A Study of the Effects of Transfer Learning on Adversarial Robustness

Pratik Vaishnavi · Kevin Eykholt · Amir Rahmati


Paper PDF

Thumbnail of paper pages


The security and robustness of AI systems are paramount in real-world applications. Previous research has focused on developing methods to train robust networks, assuming the availability of sufficient labeled training data. However, in deployment scenarios with limited training data, existing techniques for training robust networks become impractical. In such low-data scenarios, non-robust training methods often resort to transfer learning. This involves pre-training a network on a large, possibly labeled dataset and fine-tuning it for a new task with a limited set of training samples. The efficacy of transfer learning in enhancing adversarial robustness is not comprehensively explored. Specifically, it remains uncertain whether transfer learning can improve adversarial performance in low-data scenarios.

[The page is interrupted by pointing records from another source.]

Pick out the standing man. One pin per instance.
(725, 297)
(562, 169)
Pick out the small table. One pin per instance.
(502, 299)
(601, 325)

Furthermore, the potential benefits of transfer learning for certified robustness are unexplored. In this paper, we conduct an extensive analysis of the impact of transfer learning on both empirical and certified adversarial robustness. Employing supervised and self-supervised pre-training methods and fine-tuning across 12 downstream tasks representing diverse data availability scenarios, we identify the conditions conducive to training adversarially robust models through transfer learning. Our study reveals that the effectiveness of transfer learning in improving adversarial robustness is attributed to an increase in standard accuracy and not the direct ``transfer'' of robustness from the source to the target task, contrary to previous beliefs. Our findings provide valuable insights for practitioners aiming to deploy robust ML models in their applications.